Dilan Mehta, co-founder and CEO of Sizzle, an AI-powered food commerce platform, believes that restaurants considering the market's volatility as a moment to build digital muscle through forecasting tools, inventory intelligence and real-time sourcing will lead this next chapter of food commerce.
May 14, 2025 by Dilan Mehta — CEO, Sizzle
Margins are always tight in fast casual dining, but with tariffs rising on key imports — eggs, produce, seafood, beer and beyond — those margins are now under direct attack. As someone building the rails between food content, inventory and consumer demand, I've been closely tracking how policy changes are disrupting the unit economics of everyday operators.
Tariffs aren't just taxes.
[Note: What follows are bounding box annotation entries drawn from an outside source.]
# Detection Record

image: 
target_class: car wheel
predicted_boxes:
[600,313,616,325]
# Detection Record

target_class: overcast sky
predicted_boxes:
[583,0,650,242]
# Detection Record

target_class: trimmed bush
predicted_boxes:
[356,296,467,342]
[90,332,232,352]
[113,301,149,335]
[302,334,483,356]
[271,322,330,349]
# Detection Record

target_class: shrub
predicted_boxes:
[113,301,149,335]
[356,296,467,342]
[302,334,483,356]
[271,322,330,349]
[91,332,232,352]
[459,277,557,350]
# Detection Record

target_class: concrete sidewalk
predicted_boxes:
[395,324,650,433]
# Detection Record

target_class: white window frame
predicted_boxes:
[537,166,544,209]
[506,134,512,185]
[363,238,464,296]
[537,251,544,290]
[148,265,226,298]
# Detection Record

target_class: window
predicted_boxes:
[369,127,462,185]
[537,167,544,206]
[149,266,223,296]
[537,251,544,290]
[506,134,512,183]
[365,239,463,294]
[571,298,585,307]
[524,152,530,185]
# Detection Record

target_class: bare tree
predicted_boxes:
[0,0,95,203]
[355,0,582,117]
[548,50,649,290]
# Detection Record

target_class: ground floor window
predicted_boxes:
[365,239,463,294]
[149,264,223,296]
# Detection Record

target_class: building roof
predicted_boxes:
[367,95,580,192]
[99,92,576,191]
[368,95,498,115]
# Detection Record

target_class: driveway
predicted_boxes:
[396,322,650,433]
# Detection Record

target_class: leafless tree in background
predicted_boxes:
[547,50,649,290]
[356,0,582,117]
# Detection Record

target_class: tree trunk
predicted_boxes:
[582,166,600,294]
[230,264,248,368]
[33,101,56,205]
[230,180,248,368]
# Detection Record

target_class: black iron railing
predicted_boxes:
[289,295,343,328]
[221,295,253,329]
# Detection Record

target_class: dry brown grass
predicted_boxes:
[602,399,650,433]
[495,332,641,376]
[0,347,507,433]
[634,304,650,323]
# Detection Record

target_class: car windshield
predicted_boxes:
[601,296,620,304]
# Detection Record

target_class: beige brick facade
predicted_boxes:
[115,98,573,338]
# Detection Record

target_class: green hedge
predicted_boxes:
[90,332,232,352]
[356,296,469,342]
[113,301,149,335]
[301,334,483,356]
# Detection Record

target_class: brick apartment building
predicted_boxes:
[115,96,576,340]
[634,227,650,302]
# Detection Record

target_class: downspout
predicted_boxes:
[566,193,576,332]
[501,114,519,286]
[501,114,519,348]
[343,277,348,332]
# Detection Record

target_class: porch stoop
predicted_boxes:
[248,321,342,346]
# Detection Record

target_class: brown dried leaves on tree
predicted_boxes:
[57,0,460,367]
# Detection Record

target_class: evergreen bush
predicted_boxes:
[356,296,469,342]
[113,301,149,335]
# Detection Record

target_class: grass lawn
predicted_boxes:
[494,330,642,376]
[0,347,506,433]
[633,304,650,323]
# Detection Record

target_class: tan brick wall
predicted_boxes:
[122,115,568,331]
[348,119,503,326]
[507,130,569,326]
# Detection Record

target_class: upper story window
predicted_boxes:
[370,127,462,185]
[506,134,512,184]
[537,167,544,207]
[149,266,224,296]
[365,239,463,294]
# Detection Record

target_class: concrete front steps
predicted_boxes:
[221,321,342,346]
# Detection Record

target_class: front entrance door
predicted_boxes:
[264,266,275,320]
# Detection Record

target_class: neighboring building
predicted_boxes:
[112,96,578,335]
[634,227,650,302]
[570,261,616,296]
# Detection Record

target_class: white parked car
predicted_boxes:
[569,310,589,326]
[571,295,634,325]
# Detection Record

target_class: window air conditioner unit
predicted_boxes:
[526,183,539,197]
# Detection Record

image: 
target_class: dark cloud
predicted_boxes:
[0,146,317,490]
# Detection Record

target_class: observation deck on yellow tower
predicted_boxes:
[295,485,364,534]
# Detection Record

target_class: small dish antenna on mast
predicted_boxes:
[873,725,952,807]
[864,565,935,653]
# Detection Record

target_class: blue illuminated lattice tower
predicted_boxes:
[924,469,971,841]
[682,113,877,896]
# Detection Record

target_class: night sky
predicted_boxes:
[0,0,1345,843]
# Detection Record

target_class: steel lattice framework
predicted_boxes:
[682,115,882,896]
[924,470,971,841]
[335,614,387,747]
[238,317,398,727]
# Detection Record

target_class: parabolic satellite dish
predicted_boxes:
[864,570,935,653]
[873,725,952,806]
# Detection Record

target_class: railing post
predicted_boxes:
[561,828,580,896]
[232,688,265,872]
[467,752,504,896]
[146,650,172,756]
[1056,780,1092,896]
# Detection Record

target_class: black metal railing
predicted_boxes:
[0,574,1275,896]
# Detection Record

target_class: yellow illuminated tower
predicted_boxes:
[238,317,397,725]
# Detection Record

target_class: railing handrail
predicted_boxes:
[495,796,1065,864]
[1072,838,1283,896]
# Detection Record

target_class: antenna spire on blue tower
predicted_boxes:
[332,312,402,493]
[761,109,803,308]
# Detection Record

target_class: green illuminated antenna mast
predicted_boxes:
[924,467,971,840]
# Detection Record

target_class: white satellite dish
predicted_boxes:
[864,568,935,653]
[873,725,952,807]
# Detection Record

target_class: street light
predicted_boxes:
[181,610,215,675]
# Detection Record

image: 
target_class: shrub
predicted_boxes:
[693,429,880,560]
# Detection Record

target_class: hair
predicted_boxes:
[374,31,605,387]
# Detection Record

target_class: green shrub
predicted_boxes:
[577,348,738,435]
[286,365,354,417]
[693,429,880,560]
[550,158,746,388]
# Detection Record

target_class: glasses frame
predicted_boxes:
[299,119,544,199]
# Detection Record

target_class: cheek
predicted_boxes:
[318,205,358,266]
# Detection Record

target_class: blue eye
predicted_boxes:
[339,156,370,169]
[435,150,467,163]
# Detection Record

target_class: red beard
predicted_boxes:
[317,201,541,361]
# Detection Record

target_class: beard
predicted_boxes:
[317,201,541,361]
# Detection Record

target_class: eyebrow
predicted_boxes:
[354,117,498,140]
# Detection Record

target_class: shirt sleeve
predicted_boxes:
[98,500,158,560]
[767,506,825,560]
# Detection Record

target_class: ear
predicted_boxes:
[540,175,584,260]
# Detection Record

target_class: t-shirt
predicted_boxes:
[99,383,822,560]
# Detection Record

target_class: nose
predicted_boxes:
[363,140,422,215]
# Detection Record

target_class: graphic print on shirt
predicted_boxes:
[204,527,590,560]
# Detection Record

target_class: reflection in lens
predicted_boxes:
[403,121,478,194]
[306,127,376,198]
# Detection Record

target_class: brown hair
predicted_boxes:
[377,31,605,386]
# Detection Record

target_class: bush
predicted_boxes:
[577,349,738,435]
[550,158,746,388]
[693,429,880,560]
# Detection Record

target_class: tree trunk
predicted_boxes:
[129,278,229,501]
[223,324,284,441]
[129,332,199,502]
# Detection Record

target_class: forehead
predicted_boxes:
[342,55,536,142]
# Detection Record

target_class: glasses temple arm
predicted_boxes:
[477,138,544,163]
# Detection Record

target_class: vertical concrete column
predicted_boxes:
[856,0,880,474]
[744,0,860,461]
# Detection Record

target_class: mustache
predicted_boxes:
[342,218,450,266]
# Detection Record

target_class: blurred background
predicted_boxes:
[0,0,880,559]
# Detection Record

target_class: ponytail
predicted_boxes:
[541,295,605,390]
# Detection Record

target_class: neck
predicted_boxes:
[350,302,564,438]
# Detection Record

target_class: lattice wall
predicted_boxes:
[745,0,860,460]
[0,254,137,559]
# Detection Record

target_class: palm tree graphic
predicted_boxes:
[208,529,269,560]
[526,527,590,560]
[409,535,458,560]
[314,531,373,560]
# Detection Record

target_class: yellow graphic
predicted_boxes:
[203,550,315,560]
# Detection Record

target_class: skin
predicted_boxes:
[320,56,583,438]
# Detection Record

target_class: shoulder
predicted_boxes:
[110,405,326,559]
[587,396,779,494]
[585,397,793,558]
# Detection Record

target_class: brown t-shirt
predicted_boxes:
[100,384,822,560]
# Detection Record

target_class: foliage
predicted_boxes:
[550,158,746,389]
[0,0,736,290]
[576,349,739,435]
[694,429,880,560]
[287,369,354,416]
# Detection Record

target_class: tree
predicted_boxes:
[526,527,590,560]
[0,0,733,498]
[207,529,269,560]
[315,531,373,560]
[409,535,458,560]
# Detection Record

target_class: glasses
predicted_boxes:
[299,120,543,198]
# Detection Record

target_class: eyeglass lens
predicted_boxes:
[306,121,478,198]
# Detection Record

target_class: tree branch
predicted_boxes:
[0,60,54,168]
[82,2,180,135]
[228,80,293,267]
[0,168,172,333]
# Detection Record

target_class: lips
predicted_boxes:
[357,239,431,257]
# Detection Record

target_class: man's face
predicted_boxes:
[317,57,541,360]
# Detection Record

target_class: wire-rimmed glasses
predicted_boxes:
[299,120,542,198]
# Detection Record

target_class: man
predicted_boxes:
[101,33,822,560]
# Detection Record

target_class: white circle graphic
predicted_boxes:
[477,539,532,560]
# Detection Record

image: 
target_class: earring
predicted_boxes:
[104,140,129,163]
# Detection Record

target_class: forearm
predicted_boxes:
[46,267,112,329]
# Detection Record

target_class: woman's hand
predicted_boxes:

They're triggers. They set off a chain reaction that affects sourcing, menu planning, inventory, marketing and customer experience. Below are five areas that may need a new strategy.
1. Rethinking procurement in real time
Operators have little choice but to reassess their cost structure. When egg prices surge 53%, avocados rise 25%, and salmon inches past $11 per pound, restaurants must either increase prices, shrink margins or innovate their menus. But too often, operators get stuck in short-term fixes — cutting portions, changing vendors, or pausing limited-time offers.
What to do: These are reactive moves. What we really need is infrastructure-level adaptability.
One of the most effective shifts I've seen: switching to regional suppliers and seasonal items, not just for freshness or brand story, but to avoid tariff exposure altogether. Ingredients like seed butters, local peppers or domestic seafood options can substitute for tariff-heavy items while creating an authentic narrative around sourcing.
2. Smart menus, digital signals
At Sizzle, we monitor how quickly consumer intent shifts when pricing, availability or sourcing changes. That insight can be used by operators to adapt menus on the fly. Whether it's building bowls around ingredients with stable domestic pricing or using digital systems to auto-flag rising ingredient costs, smart menus will drive smarter margin protection.
What to do:We're already seeing that brands that engineer for adaptability — building SKUs with variable components, simplifying inventory, leveraging bulk buys — are outperforming those who try to maintain fixed item lists.
3. Focus on consumer transparency
Your customers know prices are going up. What they want is honesty and value. That means reframing price increases as part of a commitment to sustainability or local sourcing. It also means investing in loyalty programs that create trust and retention.
What to do: Restaurant leaders should think of every tariff-triggered menu change as an opportunity to tell a story. A story about community sourcing, about resilience, and about giving customers something real. The brands that succeed won't just hide changes — they'll communicate them clearly and turn them into moments of connection.
4. Adaptation is the strategy
We're not returning to pre-2020 conditions. Tariffs, inflation and supply volatility are here for the long term. Operators who wait for stability will fall behind. Those who treat procurement as a static cost center will lose margin and flexibility, but those who see volatility as a moment to build digital muscle through forecasting tools, inventory intelligence and real-time sourcing will lead this next chapter of food commerce.
What to do: Food brands must close the gap between consumer demand and supply-side execution. Tariffs may be external, but adaptability is internal. Operators who modernize that mindset will not only protect margins —they'll position themselves as leaders in the most volatile food economy we've ever seen.